A contractor works under a service agreement governed by Civil Code 2015. No employment relationship exists. No SHUI, no annual leave, no Labor Code protections. The distinction is maintained only as long as the working conditions support it. If the conditions drift into employment territory, Labor Code 2019 applies regardless of what the Civil Code agreement says.

There is no fixed time limit that converts a contractor arrangement to employment under Vietnamese law. The conversion happens when the working conditions meet the three-criteria test, regardless of duration. An arrangement that runs for six weeks but involves daily supervision, fixed hours, and client-provided tools meets the test. An arrangement that runs for 18 months with genuine deliverable-based independence may not.

In practice, duration is a risk amplifier. The longer an engagement runs, the more likely it is that integration and supervision patterns have developed that support reclassification. The three-month mark is the practical threshold for a classification review.

A Contractor of Record is a third-party entity that holds the service agreement with the contractor and the commercial agreement with the client. It handles payments, tax withholding, IP documentation, and compliance administration. It absorbs the classification risk from the client.

You need a COR if: the engagement has run or is expected to run more than three months; the contractor attends internal team meetings; the contractor uses client-provided tools; or your company has previously had contractor arrangements reclassified. You do not need a COR for short, scoped engagements where the contractor is clearly independent and the arrangement ends when the deliverable is complete.

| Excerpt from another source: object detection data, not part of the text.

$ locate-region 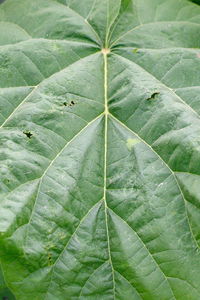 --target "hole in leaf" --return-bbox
[133,48,139,53]
[48,253,53,265]
[23,130,33,139]
[63,100,75,106]
[147,92,160,100]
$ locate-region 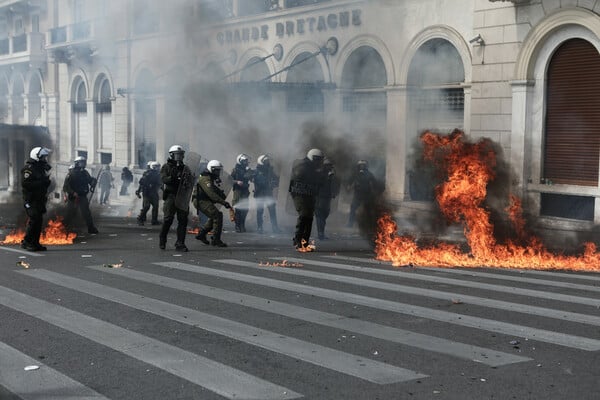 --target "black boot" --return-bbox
[196,228,209,244]
[211,238,227,247]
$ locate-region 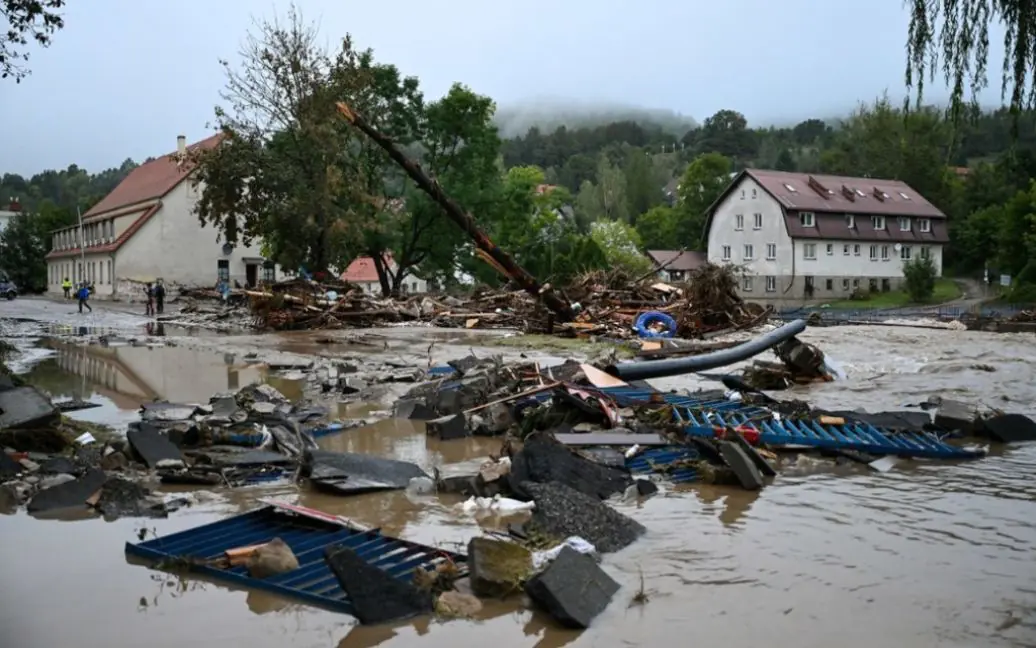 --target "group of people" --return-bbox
[61,277,166,315]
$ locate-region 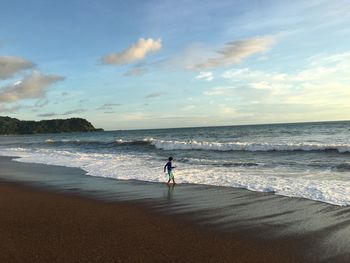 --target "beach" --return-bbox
[0,158,294,262]
[0,157,350,262]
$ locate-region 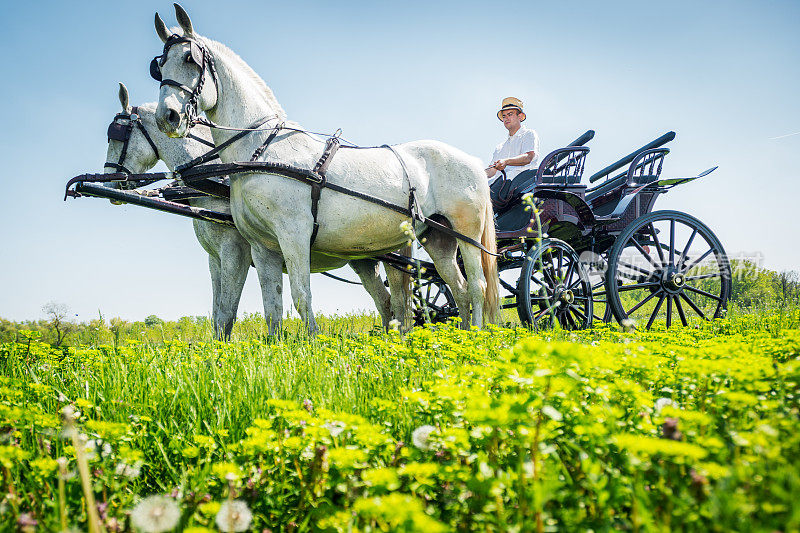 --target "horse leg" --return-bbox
[350,259,392,328]
[208,254,222,339]
[458,242,486,327]
[384,260,414,331]
[276,233,317,335]
[217,238,250,340]
[251,244,283,335]
[423,230,471,329]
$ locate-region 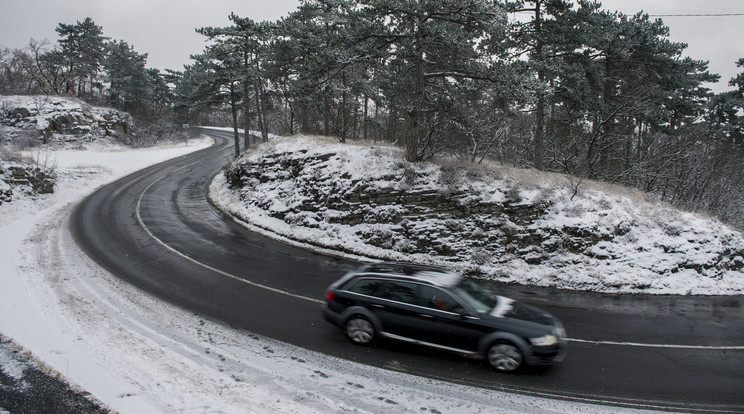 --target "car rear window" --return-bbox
[380,281,418,305]
[346,279,382,296]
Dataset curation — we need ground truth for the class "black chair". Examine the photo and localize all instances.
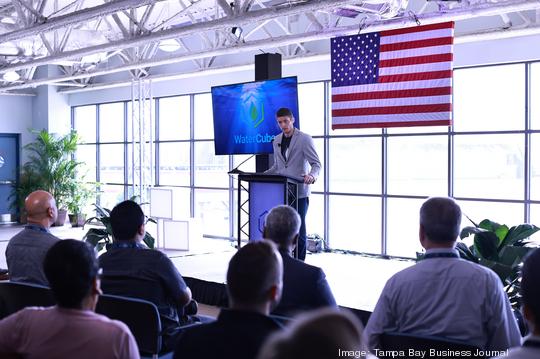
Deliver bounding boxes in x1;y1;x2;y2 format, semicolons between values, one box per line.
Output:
96;294;168;358
375;332;483;359
0;282;56;319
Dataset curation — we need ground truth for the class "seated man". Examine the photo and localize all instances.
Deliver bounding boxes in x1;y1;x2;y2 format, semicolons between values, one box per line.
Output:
6;191;59;285
264;205;337;316
366;197;521;350
99;201;191;350
498;248;540;359
174;241;283;359
0;239;139;359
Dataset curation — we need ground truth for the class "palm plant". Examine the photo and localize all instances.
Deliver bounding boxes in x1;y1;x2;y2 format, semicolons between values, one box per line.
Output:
456;217;540;310
23;130;81;208
83;196;156;252
11;130;82;222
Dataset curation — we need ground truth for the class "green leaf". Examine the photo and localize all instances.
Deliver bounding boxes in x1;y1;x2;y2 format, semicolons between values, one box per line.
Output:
456;242;478;263
499;246;534;267
501;224;540;246
495;224;508;244
478;219;501;232
459;227;484;239
474;231;499;260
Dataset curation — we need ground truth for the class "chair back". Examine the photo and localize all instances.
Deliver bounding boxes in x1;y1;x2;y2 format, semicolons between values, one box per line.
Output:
96;294;161;354
0;282;56;319
381;332;483;359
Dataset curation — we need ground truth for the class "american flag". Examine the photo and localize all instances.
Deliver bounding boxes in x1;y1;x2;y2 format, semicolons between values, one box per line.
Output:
331;22;454;129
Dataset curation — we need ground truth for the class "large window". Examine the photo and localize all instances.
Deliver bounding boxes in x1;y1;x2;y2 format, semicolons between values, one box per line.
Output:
72;63;540;257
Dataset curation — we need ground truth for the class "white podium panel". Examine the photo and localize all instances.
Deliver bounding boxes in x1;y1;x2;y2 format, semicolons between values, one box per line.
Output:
159;218;202;251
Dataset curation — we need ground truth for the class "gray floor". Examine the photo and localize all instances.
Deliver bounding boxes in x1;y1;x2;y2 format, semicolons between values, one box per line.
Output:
0;225;413;311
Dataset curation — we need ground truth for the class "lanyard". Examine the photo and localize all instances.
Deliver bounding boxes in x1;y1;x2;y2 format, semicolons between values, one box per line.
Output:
111;241;146;249
24;224;49;233
422;252;459;259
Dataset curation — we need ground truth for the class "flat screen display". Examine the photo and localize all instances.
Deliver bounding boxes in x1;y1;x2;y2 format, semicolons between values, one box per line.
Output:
212;77;299;155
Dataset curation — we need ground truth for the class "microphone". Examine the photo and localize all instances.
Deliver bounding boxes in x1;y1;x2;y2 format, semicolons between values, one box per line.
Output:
227;154;255;175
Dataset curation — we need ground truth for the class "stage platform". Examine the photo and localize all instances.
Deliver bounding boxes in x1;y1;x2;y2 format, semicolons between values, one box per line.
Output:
0;225;414;312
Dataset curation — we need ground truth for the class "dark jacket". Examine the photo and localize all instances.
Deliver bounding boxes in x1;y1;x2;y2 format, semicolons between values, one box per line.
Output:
174;309;281;359
272;250;337;316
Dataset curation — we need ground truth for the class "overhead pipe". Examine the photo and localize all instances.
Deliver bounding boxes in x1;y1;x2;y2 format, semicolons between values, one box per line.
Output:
0;0;540;92
57;22;540;94
0;0;169;44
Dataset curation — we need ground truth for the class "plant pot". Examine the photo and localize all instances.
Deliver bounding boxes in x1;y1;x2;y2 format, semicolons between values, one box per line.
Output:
69;213;86;227
54;209;67;227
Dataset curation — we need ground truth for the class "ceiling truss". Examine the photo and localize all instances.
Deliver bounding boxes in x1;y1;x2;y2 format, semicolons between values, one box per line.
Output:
0;0;540;93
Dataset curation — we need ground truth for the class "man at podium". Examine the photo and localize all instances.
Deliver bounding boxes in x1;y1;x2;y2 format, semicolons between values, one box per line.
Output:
264;107;321;260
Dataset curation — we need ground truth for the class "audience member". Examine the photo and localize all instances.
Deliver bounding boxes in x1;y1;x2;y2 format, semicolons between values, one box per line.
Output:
6;191;59;285
366;197;521;351
258;308;368;359
0;239;139;359
174;241;283;359
264;206;337;316
498;248;540;359
99;201;191;351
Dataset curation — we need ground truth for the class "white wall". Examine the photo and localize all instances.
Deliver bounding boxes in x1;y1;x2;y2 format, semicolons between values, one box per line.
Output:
0;95;33;160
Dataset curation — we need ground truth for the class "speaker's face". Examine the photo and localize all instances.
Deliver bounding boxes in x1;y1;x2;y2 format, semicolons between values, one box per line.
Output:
277;116;294;136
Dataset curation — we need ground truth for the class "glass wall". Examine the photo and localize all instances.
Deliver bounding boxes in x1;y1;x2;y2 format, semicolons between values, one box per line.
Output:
72;63;540;257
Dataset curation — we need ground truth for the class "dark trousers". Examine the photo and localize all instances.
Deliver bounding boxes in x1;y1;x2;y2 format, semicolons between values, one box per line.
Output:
296;197;309;261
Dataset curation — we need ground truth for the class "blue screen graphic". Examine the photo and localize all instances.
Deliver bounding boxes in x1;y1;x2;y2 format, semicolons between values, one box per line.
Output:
212;77;299;155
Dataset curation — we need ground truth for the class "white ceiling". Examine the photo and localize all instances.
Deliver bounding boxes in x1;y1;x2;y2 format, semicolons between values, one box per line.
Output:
0;0;540;92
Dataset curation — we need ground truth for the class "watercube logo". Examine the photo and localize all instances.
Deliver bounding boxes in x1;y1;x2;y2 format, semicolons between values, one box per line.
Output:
246;96;264;128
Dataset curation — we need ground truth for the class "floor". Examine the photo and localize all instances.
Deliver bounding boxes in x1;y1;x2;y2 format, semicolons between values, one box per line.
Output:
0;225;414;311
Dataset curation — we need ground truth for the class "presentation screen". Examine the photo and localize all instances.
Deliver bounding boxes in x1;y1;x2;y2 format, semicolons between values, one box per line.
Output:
212;77;299;155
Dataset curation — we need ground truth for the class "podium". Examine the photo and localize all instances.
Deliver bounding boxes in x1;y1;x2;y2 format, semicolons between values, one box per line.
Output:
232;172;301;248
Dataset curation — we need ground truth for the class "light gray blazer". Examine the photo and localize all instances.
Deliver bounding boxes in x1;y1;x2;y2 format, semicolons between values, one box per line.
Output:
264;129;321;198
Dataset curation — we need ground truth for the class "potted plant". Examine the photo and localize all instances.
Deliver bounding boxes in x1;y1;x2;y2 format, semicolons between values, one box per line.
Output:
15;130;81;225
456;217;540;312
83;196;156;252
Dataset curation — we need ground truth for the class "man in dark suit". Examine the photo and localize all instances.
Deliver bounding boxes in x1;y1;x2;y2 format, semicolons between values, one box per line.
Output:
174;240;283;359
264;206;337;316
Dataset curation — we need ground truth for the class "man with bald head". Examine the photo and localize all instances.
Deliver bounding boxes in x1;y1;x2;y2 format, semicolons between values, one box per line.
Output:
6;190;59;285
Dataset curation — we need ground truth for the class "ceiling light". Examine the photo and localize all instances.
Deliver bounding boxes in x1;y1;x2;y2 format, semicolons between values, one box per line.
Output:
2;71;21;82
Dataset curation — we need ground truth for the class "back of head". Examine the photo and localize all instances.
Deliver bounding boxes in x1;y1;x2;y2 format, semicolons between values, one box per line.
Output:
276;107;294;118
259;308;367;359
227;240;283;307
420;197;461;243
43;239;99;308
264;205;301;249
521;248;540;332
111;201;144;241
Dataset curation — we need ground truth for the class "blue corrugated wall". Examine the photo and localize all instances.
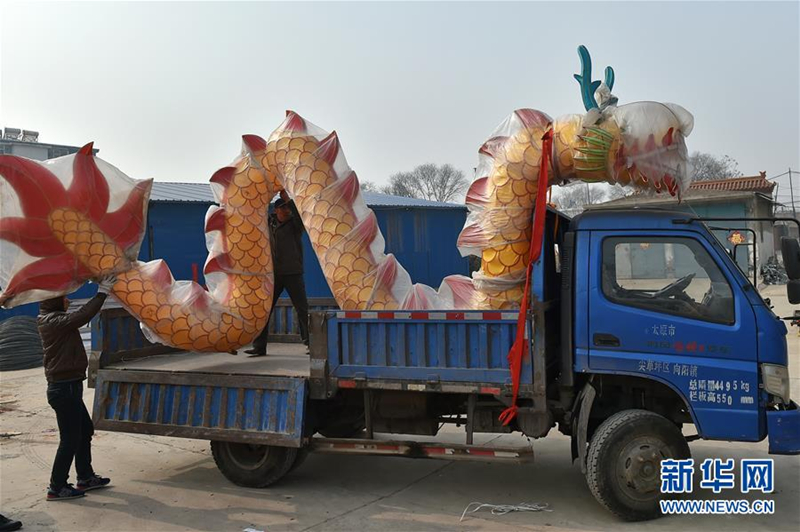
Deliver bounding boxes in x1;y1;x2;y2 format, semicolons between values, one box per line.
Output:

Under Decree 12/2022/ND-CP, the penalties for failing to enter into a labor contract with a worker who should be employed range from VND 3,000,000 to VND 7,500,000 per worker. Penalties for failing to register SHUI range from VND 18,000,000 to VND 75,000,000 depending on the number of affected workers. These are applied per violation and per worker.

In addition to administrative penalties, the company owes retroactive SHUI contributions calculated at 21.5% of the worker’s gross remuneration for the full period of the arrangement. Penalty interest accrues on the outstanding amount. In serious cases involving deliberate evasion, criminal sanctions are possible under the Social Insurance Law.